Four Atlantans

June 29, 2013 - August 24, 2013

  • Alejandro Aguilera
  • Brian Dettmer
  • Craig Drennen
  • Jiha Moon

SALTWORKS Gallery is pleased to present Four Atlantans, an exhibition of painting, drawing and sculpture spotlighting recent works from four of the gallery’s Atlanta-based artists in our new West Midtown location. The exhibition celebrates the cultural convergence found in the city with the work of four distinct Atlanta artists hailing from Cuba (Alejandro Aguilera), Chicago (Brian Dettmer), West Virginia (Craig Drennen) and South Korea (Jiha Moon).

Alejandro Aguilera works in painting, drawing and sculpture. He began exploring the red clay of Georgia as a medium after moving to Atlanta in 1998. Employing a modernist sense of proportion, for this exhibition Aguilera combines and breaks two ink drawings of a congested dystopian architectural landscape with the simplicity of a red clay square painted onto the wall’s surface.

Brian Dettmer is a sculptor working with books and other forms of antiquated media. In his sculptures, he reinterprets the organization of information and our view of knowledge by cutting into outdated reference books. He carves the sealed books page by page, cutting windows to the information beneath. He often plays with the graphic design and text of the work in a Dadaist manner creating obsure connections within the context of the found book.

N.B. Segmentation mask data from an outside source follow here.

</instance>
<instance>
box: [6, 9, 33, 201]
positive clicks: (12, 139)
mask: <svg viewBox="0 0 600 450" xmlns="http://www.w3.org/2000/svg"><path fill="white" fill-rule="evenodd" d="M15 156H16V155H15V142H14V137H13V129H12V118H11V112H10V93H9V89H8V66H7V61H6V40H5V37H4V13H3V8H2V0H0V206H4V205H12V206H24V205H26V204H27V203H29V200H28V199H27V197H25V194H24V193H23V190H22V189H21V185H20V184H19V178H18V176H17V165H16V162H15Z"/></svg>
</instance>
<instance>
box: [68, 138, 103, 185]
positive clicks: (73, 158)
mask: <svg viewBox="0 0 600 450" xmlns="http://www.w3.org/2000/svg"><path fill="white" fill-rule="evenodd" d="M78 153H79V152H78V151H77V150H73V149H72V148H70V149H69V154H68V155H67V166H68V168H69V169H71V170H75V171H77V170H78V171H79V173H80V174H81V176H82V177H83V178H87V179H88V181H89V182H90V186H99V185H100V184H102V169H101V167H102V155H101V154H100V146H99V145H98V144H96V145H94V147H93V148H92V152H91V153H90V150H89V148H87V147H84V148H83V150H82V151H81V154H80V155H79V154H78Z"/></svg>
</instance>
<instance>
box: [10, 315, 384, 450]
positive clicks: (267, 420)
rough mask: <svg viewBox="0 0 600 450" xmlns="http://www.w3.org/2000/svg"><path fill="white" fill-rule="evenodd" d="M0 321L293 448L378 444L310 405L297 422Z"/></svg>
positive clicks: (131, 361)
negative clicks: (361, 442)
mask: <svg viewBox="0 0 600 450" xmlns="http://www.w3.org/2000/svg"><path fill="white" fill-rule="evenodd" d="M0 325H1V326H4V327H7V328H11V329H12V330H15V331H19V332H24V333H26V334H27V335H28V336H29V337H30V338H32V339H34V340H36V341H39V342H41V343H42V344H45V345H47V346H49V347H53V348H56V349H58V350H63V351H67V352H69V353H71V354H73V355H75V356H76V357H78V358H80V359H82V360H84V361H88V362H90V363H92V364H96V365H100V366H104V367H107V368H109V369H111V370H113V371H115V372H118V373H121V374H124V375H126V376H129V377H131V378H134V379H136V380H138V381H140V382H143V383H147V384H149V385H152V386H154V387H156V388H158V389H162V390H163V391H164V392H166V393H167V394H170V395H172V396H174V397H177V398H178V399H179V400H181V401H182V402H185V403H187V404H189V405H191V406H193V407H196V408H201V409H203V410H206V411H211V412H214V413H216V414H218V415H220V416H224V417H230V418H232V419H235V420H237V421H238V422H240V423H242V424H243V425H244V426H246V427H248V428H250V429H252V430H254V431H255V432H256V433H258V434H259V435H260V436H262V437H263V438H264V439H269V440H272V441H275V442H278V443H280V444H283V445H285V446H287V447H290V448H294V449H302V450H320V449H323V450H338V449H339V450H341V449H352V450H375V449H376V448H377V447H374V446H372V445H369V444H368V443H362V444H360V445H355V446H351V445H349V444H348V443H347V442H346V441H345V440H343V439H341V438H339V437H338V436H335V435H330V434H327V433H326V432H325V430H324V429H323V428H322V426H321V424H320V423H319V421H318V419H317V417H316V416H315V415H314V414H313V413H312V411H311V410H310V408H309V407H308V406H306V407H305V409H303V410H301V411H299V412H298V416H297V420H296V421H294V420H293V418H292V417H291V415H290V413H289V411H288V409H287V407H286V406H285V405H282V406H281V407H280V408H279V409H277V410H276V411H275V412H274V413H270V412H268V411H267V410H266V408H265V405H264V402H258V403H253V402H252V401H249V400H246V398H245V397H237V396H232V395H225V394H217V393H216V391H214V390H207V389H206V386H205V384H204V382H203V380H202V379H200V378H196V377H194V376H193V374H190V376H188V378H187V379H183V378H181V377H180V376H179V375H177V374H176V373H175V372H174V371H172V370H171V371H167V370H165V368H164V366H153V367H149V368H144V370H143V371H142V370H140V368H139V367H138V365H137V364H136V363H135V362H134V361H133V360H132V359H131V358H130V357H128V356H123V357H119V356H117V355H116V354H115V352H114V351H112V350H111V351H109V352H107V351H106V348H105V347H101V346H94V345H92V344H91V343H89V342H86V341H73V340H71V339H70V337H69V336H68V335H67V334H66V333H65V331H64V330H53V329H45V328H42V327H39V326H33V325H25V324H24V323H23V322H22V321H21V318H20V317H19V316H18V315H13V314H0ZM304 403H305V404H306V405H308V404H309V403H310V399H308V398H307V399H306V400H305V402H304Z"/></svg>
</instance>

Craig Drennen is a painter and conceptual artist. In his work he combines the entire language of painting from abstraction to representation. He frequently highlights the plasticity of the medium by stretching its physical properties from thin drippy brushstrokes to thick blobs squeezed directly from the tube. A fan of the theatrical production, he brings the mindset of a director by seeing how many roles paint can play.

Jiha Moon considers herself a “cartographer of culture” spotlighting connections in popular culture and art history by employing techniques from tradition Asian painting to abstract expressionism to craft art. Slowing interpretation through altering familiar artifacts, she embeds these symbols in floating landscapes of overlapping color washes, impromptu marks and collage.